Korean Voice Phishing Detection Dataset with Multilingual Back-Translation and SMOTE Augmentations

- Citation Author(s):
- Submitted by:
- MILANDU KEITH MOUSSAVOU BOUSSOUGOU
- Last updated:
- DOI:
- 10.21227/163c-0542
- Data Format:
Abstract
This dataset contains original and augmented versions of the Korean Call Content Vishing (KorCCVi v2) dataset used in the study titled, "Enhancing Voice Phishing Detection Using Multilingual Back-Translation and SMOTE: An Empirical Study." The dataset addresses challenges of data imbalance and asymmetry in Korean voice phishing detection, leveraging data augmentation techniques such as multilingual back-translation (BT) with English, Chinese, and Japanese as intermediate languages, and Synthetic Minority Oversampling Technique (SMOTE). The augmented dataset provides a valuable resource for machine learning (ML) and deep learning (DL) applications in natural language processing (NLP) and cybersecurity research.
Instructions:
Dataset Description
The dataset consists of original and augmented samples derived from the KorCCVi v2 dataset, which contains transcripts of Korean phone conversations classified into two categories:
- Voice Phishing Conversations (Vishing): Genuine transcripts of voice phishing scams.

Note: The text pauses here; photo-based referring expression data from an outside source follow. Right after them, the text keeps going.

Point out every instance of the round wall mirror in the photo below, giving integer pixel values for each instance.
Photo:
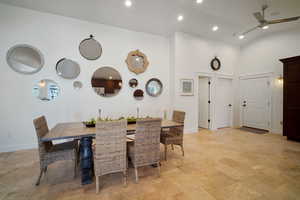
(77, 85)
(137, 62)
(46, 90)
(138, 94)
(106, 82)
(25, 59)
(90, 48)
(154, 87)
(67, 68)
(133, 83)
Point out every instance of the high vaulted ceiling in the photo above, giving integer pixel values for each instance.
(160, 16)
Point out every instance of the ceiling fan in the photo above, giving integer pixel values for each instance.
(263, 23)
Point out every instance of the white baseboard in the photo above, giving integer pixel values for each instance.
(191, 131)
(11, 148)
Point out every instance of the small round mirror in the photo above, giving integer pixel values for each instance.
(90, 48)
(77, 85)
(138, 94)
(137, 62)
(106, 82)
(46, 90)
(154, 87)
(133, 83)
(67, 68)
(25, 59)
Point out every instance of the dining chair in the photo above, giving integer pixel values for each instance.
(174, 136)
(50, 153)
(145, 150)
(110, 149)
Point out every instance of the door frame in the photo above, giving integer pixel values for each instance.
(213, 91)
(270, 76)
(232, 103)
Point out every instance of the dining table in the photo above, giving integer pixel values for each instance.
(79, 131)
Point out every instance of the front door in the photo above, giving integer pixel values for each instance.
(255, 103)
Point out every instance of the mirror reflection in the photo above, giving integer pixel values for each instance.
(67, 68)
(46, 90)
(77, 85)
(25, 59)
(154, 87)
(106, 82)
(90, 48)
(138, 94)
(133, 83)
(137, 61)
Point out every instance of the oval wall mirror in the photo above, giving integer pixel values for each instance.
(154, 87)
(46, 90)
(77, 85)
(90, 48)
(138, 94)
(137, 62)
(106, 82)
(133, 83)
(67, 68)
(25, 59)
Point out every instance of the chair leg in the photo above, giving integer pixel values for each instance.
(97, 184)
(125, 178)
(136, 175)
(158, 168)
(40, 176)
(166, 149)
(182, 150)
(75, 168)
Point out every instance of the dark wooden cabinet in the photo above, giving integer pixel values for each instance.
(291, 98)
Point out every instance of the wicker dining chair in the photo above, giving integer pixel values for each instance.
(50, 153)
(145, 150)
(174, 136)
(110, 149)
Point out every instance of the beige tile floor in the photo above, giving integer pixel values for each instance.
(225, 164)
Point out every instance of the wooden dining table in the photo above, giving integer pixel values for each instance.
(77, 130)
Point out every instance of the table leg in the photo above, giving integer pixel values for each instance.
(86, 160)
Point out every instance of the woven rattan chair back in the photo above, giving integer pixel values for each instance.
(147, 141)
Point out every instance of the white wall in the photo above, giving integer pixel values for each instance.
(262, 55)
(59, 37)
(193, 56)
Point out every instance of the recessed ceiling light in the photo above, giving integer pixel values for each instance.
(215, 28)
(265, 27)
(180, 18)
(241, 37)
(128, 3)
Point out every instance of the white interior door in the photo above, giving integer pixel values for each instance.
(203, 102)
(255, 102)
(224, 103)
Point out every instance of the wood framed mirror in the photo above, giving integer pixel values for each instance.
(137, 62)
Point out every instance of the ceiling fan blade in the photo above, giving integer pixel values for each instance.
(278, 21)
(259, 17)
(250, 30)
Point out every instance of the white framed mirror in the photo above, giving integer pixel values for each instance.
(25, 59)
(90, 48)
(67, 68)
(154, 87)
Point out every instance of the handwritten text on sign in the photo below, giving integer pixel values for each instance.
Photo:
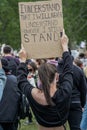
(41, 24)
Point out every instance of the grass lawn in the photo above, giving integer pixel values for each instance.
(33, 126)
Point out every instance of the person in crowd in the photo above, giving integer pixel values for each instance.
(83, 124)
(2, 84)
(78, 98)
(12, 60)
(79, 63)
(33, 73)
(9, 105)
(40, 61)
(49, 104)
(2, 80)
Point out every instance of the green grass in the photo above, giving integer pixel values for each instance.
(34, 126)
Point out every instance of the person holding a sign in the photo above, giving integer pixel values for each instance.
(50, 103)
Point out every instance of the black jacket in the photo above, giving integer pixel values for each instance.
(10, 101)
(47, 115)
(79, 84)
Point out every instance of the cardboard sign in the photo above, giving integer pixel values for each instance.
(41, 23)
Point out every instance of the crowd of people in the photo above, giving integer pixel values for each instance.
(56, 89)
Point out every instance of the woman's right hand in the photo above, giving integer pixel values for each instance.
(22, 55)
(64, 42)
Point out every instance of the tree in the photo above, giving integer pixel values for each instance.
(75, 21)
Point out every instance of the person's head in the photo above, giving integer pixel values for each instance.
(31, 67)
(78, 62)
(7, 49)
(5, 65)
(47, 75)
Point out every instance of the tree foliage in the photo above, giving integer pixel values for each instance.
(75, 21)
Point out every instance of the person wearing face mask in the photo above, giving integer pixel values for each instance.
(50, 104)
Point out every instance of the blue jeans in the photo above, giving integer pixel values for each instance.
(83, 124)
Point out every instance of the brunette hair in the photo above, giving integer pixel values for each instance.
(46, 74)
(33, 65)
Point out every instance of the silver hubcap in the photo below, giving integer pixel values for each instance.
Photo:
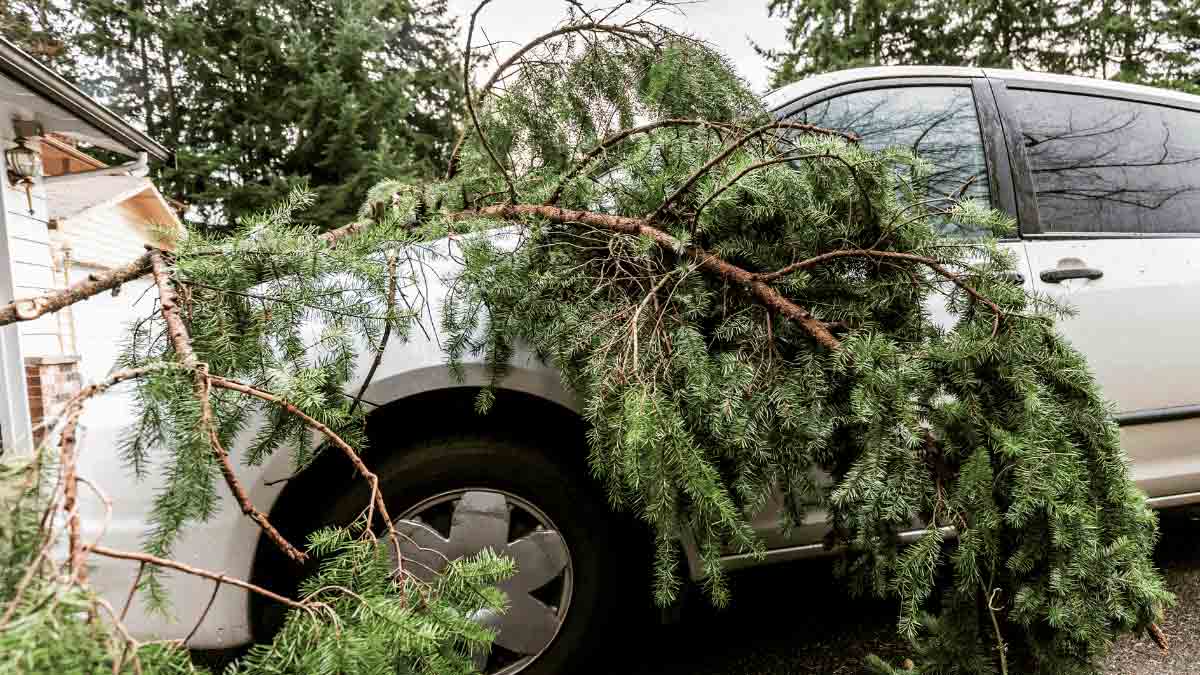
(463, 523)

- Non-Voice Phishing Conversations (Non-Vishing): Normal phone conversations.
Augmentation Techniques
Multilingual Back-Translation (BT):
- Intermediate languages: English, Chinese, Japanese.
- Back-translation process preserves linguistic and contextual fidelity while generating diverse synthetic samples.

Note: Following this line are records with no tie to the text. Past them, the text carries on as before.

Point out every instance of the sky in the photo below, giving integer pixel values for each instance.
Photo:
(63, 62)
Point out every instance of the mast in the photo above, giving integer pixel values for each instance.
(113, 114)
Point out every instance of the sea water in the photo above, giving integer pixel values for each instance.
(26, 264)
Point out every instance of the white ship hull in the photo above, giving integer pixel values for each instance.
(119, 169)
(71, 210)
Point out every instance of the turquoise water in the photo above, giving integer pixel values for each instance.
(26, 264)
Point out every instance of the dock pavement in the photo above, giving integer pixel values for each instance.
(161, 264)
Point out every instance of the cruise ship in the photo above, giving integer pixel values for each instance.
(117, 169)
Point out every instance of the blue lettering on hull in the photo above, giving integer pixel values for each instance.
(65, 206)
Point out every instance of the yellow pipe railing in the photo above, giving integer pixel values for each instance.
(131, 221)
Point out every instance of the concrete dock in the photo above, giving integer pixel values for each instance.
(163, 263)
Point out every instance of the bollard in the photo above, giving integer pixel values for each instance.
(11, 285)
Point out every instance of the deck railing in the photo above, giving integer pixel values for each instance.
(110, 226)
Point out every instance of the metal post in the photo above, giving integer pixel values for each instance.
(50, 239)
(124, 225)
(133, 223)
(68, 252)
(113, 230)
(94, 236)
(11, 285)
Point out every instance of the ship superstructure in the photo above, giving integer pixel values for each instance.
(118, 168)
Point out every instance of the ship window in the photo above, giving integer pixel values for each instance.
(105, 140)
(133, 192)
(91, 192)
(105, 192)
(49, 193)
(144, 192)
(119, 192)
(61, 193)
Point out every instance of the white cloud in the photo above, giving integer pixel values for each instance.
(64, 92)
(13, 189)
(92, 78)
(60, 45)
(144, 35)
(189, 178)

SMOTE (Synthetic Minority Oversampling Technique):
- Balances the dataset by oversampling the minority class.
Data Structure
- Original Dataset: Contains unbalanced data with two classes (vishing and non-vishing).
- BT-Augmented Datasets: Augmented training datasets using back-translation:
- BT-Eng: Korean ⇌ English.
- BT-Chi: Korean ⇌ Chinese.
- BT-Jap: Korean ⇌ Japanese.
- BT-All: Combination of all BT augmentations.
Dataset Format
- File Types: CSV files.
- Attributes:
id
: Unique identifier for each sample.text
: Transcript of the conversation.label
: Class label (0 = Non-Vishing, 1 = Vishing).
Total Samples
- Original Dataset: 2,927 samples (695 vishing, 2,232 non-vishing).
- BT-Augmented Datasets: ~3,502 samples for the largest combination.
Applications
The dataset supports research in:
- Voice phishing detection using ML and DL.
- Natural language processing in low-resource languages.
- Cybersecurity applications focused on social engineering.
Licensing
- The dataset is released under the CC BY-NC-SA 4.0 license, allowing non-commercial use with attribution.